I was very proud that we could put both cars on the podium for Mercedes-Benz in Germany in front of all the Mercedes employees there last weekend. From a personal point of view, I couldn't be too ecstatic about the race because it was a tough weekend for me and ultimately I lost more points to Nico in the Championship battle. But I had great fun out there and did as good a job as I could. To get the car from right at the back to the podium was quite an achievement for everyone involved and I'm grateful that we could limit the damage after qualifying. The Hungarian Grand Prix is always a special one for me, with four pole positions and four wins from my seven races there so far – including my first victory for Mercedes last season. I don’t really have any secrets there – I’ve just been very fortunate over the years and it’s a circuit I really enjoy. It’s one where you can really attack, which works for an attacking driver like myself, so perhaps it suits my driving style a little bit more than some others. I’ve always had great support there from the fans too, so I’m looking forward to it. I'm doing absolutely everything I can to get back on level terms with Nico in the title battle – I can't focus more or work harder than I am doing right now. This Championship is proving a big challenge for me but that's how I love it – and I wouldn't have it any other way.
Budapest: In The Cockpit with Lewis
The weather is usually fantastic in Hungary and the circuit is quite an old-school layout, so it’s got plenty of great characteristics. It definitely suits my ‘aggressive’ driving style – as I think a lot of people like to call it. You start the lap with DRS across the pit straight – which is actually quite short compared to a lot of other tracks. You’re then late on the brakes into the right-hander of Turn One, ideally hitting the apex right in the middle, then hard on the power and opening the DRS once again on exit.

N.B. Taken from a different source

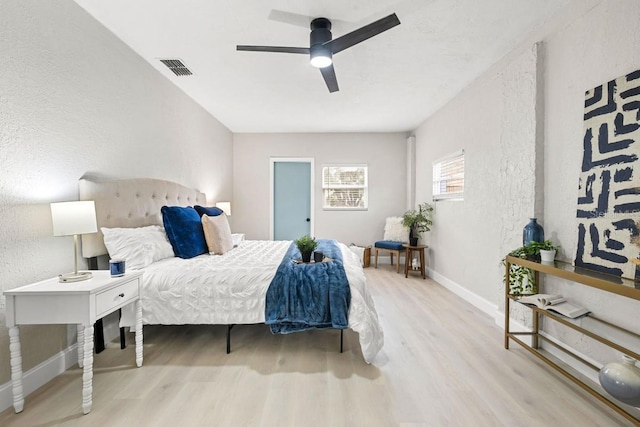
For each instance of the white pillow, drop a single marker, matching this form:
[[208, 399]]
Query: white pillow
[[395, 231], [139, 247], [217, 233]]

You have to brake really deep into the left-handed Turn Two and really hug the apex, with a good line crucial to allow you to go flat-out through the right-hander at Turn Three – using all of the kerb on exit. It’s really hard to see the apex at Turn Four, which arrives very quickly and is another really fast corner. Turn Five is then a bit slower – heading back to the right and with a bumpy surface on exit which can easily lead to oversteer moments.
A good run through the Turn Six / Seven chicane needs you to take all the available kerb through the first part and then get hard on the power out of the second – leading into a really nice left-right-left-right sequence at Turns Eight, Nine, 10 and 11. You have to be really patient through here, as a good rhythm is important.
Finally, you’re into the last sector – beginning with Turn 12. There is a lot of grip on the way into this corner, which requires minimum kerb contact on entry but maximum on exit. You need patience once more through Turn 13, which you almost have to make into a ‘vee’ for the best line, and again through the final corner, Turn 14, which is crucial for a good run down the straight.